I love too fiercely, dedicate myself too fully, and speak too passionately. I feel deeply about many things, and at times, it leaves me wrung out and exhausted. I am the product of my surroundings: the good, the bad, the shallow, the deep, and everything in between. All these little things have to matter to me because they shape my life; they are tied up in the fibers of who I am and who I am still becoming, from bottles of nail polish to governmental reform.

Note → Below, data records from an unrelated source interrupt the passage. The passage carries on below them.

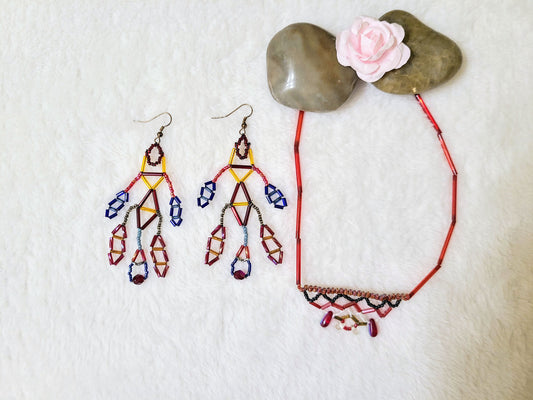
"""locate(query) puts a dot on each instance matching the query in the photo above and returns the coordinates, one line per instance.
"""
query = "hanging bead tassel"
(119, 235)
(215, 245)
(159, 256)
(271, 245)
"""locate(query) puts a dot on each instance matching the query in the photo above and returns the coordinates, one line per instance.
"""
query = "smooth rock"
(303, 71)
(434, 58)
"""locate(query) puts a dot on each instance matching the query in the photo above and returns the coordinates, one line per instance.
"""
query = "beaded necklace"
(309, 70)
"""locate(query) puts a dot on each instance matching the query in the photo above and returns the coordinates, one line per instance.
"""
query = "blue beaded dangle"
(146, 212)
(241, 205)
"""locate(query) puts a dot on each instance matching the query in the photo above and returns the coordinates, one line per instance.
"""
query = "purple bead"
(372, 327)
(240, 275)
(327, 319)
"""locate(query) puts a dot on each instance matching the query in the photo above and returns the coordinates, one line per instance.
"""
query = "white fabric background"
(73, 77)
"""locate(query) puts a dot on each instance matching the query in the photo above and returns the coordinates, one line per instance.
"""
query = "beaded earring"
(241, 166)
(146, 211)
(308, 71)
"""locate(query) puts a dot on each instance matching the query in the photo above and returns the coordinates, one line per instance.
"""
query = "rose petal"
(398, 31)
(372, 48)
(390, 60)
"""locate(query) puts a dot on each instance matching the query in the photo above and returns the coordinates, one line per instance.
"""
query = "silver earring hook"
(160, 133)
(242, 131)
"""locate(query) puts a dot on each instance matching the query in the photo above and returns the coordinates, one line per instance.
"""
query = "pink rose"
(372, 48)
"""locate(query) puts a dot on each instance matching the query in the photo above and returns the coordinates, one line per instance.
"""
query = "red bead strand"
(385, 308)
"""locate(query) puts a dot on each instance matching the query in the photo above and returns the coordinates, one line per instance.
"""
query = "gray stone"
(303, 71)
(434, 58)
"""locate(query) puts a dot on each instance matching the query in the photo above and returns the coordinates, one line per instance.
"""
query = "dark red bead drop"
(327, 319)
(240, 275)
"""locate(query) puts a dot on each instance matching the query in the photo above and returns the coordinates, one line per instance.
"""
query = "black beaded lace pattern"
(381, 304)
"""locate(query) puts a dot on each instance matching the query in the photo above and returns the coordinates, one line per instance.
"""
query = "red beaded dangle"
(146, 212)
(363, 302)
(241, 205)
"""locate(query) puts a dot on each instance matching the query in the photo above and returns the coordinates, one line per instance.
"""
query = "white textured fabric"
(74, 74)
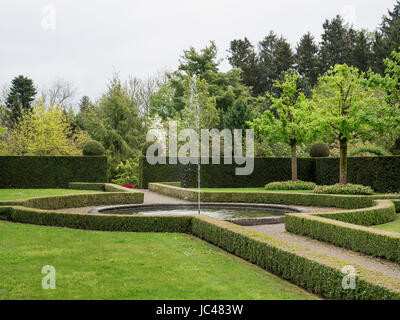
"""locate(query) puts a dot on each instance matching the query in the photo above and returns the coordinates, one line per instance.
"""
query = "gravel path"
(388, 268)
(149, 198)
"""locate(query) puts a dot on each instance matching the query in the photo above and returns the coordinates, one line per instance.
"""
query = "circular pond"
(244, 214)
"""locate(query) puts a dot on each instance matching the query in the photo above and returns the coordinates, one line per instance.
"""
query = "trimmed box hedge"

The first thing I would like to say is There’s no such thing as good writing. There’s only good rewriting. Jazlyn is a fabulous writer, but I hope you find comfort in knowing that she didn’t just type this up one night and say, “Okay Stanford! Here ya go!" 

When Jazlyn first shared this essay with me on Google Docs, it wasn’t complete and it was over the word count. The general idea of the essay was good, but the second paragraph was too list-y. And by list-y, I mean when you read it, it felt like you were drowning in bullet points rather than briefly experiencing the world through Jazlyn’s eyes. 

To refine the essay, I played around with the lengths of each item Jazlyn cares about. Rather than, "Stray dogs, TV shows, gay rights, floral dresses, nail polish, Harry Potter, libraries, education reform, politics, etc.,” I had Jazlyn break up her list into shorter sentences, lengthen the descriptions of certain items, and combine shorter descriptions with long ones to help the flow. I tried to think of it as a puzzle, so I kept reading it aloud until the paragraph had this gravitational pull. 

I think the reason this essay was successful (aside from Jazlyn’s excellent writing abillities) was because it fleshed out Jazlyn. She went beyond saying she likes learning and books and playing in the band. She included the seemingly trivial aspects of her life that, in all reality, make her Jazlyn. 

My best piece of advice is to not be afraid of showing who you really are, even if you think certain characteristics are unimportant or irrelevant. During the college application process (and even up to now), I would ask Jazlyn “Who should I be? Who am I? I don’t know who I am!” And Jazlyn was always that voice saying, “Be you! Be Victoria!”  After that, writing my essays sort of became fun because I was writing about a topic I’m somewhat of an expert on: myself.